Critique-guided reinforcement learning (RL) has emerged as a powerful paradigm for training LLM agents by augmenting sparse outcome rewards with natural-language feedback. However, current methods often rely on static or offline critic models, which fail to adapt as the policy evolves. In on-policy RL, the agent's error patterns shift over time, causing stationary critics to become stale and providing feedback of diminishing utility. To address this, we introduce ECHO (Evolving Critic for Hindsight-Guided Optimization)}, a framework that jointly optimizes the policy and critic through a synchronized co-evolutionary loop. ECHO utilizes a cascaded rollout mechanism where the critic generates multiple diagnoses for an initial trajectory, followed by policy refinement to enable group-structured advantage estimation. We address the challenge of learning plateaus via a saturation-aware gain shaping objective, which rewards the critic for inducing incremental improvements in high-performing trajectories. By employing dual-track GRPO updates, ECHO ensures the critic's feedback stays synchronized with the evolving policy. Experimental results show that ECHO yields more stable training and higher long-horizon task success across open-world environments.
Paper Structure (35 sections, 8 equations, 5 figures, 3 tables, 1 algorithm)

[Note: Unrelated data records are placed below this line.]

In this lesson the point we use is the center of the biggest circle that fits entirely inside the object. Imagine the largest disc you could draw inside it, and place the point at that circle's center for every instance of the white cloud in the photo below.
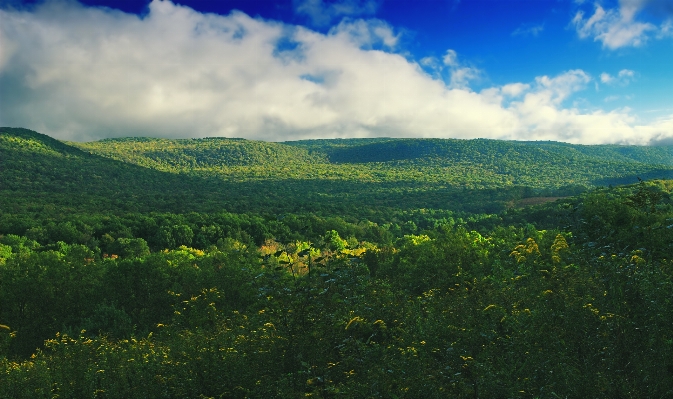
(83, 73)
(623, 78)
(528, 30)
(617, 28)
(459, 74)
(321, 13)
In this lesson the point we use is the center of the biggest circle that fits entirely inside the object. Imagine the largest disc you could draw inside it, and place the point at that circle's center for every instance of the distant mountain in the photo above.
(165, 154)
(354, 176)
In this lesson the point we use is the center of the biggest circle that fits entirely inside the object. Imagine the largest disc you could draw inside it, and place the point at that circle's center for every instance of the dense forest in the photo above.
(354, 268)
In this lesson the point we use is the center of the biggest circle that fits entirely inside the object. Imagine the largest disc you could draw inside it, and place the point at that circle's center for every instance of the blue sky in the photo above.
(576, 71)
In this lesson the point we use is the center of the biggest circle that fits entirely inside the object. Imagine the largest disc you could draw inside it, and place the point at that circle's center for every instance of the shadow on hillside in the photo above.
(632, 179)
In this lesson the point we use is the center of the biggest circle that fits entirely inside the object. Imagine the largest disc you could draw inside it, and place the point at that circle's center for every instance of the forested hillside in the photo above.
(360, 268)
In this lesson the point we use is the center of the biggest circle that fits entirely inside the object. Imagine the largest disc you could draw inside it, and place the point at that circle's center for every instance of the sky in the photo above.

This paper contains 35 sections, 8 equations, 5 figures, 3 tables, 1 algorithm.

Figures (5)

  • Figure 1: Comparison of critic paradigms. (a) Conventional Static Paradigms: Use decoupled, frozen critic modules initialized from off-the-shelf templates or fine-tuned separate models, resulting in static evaluation and inflexible feedback. (b) Our ECHO Paradigm: Policy and critic co-evolve organically. The policy first generates an initial rollout $\tau_o$, refined to $\tau_r$ using the critic’s diagnostic guidance $c$. Both models are jointly updated, ensuring the critic's diagnostic precision synchronizes with the policy's evolving failure patterns.
  • Figure 2: Overview of ECHO training with saturation-aware (SA) critic rewards. At step $t$, the policy $\pi_{\theta_t}$ produces rollouts $\tau_o$, which are scored by a reward model to obtain $s_o$. A critic $\pi_{\psi_t}$ generates critiques that are appended to the original query to elicit refined rollouts $\tau_r$, scored as $s_r$. We compute the SA critic reward $r_c$ to emphasize last-mile improvements near saturation, and update the critic and policy synchronously to obtain $\pi_{\psi_{t+1}}$ and $\pi_{\theta_{t+1}}$.
  • Figure 3: Failure-pattern drift across training phases. We visualize failed trajectories from early, intermediate, and late checkpoints in a diagnosis embedding space using t-SNE, with contours indicating density regions.
  • Figure 4: Effect of saturation-aware gain shaping on last-mile refinement. We plot density scatter maps of pre-refinement and post-refinement rewards $(s_o, s_r)$ on WebShop and SciWorld using Qwen3-4B. Points in the green region satisfy $s_r > s_o$ and correspond to reward-improving refinements, where higher density indicates more effective critiques. The highlighted high-score square marks the near-ceiling regime.
  • Figure 5: Training reward curves across four environments (Qwen3-4B).